My main issue comes from personal experience: The more I play a card game, the more familiar I become with the cards, I come to instantly recognize a card being played just by looking at the art. A fleeting look even for a moment on the table and I can instantly recognize the state of the game, if I'm behind or not, what effects are in play, what are the threats etc., just by looking at card art and not having to read at texts. I am sure that everyone that has played any card game for any amount of time can agree to this: you instantly "read" the table just by eyeball scanning the images.
And therefore lies my concern: I am afraid that with custom art, having to double check every card that drops, might become tiresome in the long run. If EVERY card can be ANY card then NO card is recognizable when it hits the table, and that might be annoying long term. Sorry for my long post, looking forward to see how this goes!

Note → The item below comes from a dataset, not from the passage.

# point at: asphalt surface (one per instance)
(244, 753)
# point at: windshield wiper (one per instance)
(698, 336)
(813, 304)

@baldur As a card gamer of 25+ years, I totally understand your concern. One thing to remember though is that even in card games like MTG, there are MANY iterations of art, of the same card. Promo versions, new set versions, full art versions, blacked out-foil Comic Con versions... even arted and customized cards... Those kinds of cards hit the tables all of the time.
In Volition, I would not expect every card to have differing/unique art. There is a transaction fee associated to putting custom art on a card. Also, you can always revert cards back to their native state (unlike a real card that gets arted with bad art).
@cryptogogue_ken oh ok the fee makes sense, should also “filter out” some of it. Yea I think it’s just the old person in me that makes me skeptical but it’s nice you have thought it out
@baldur We love hearing the feedback that's rooted in skepticism. It ensures we are looking at all the right things, from the right angles.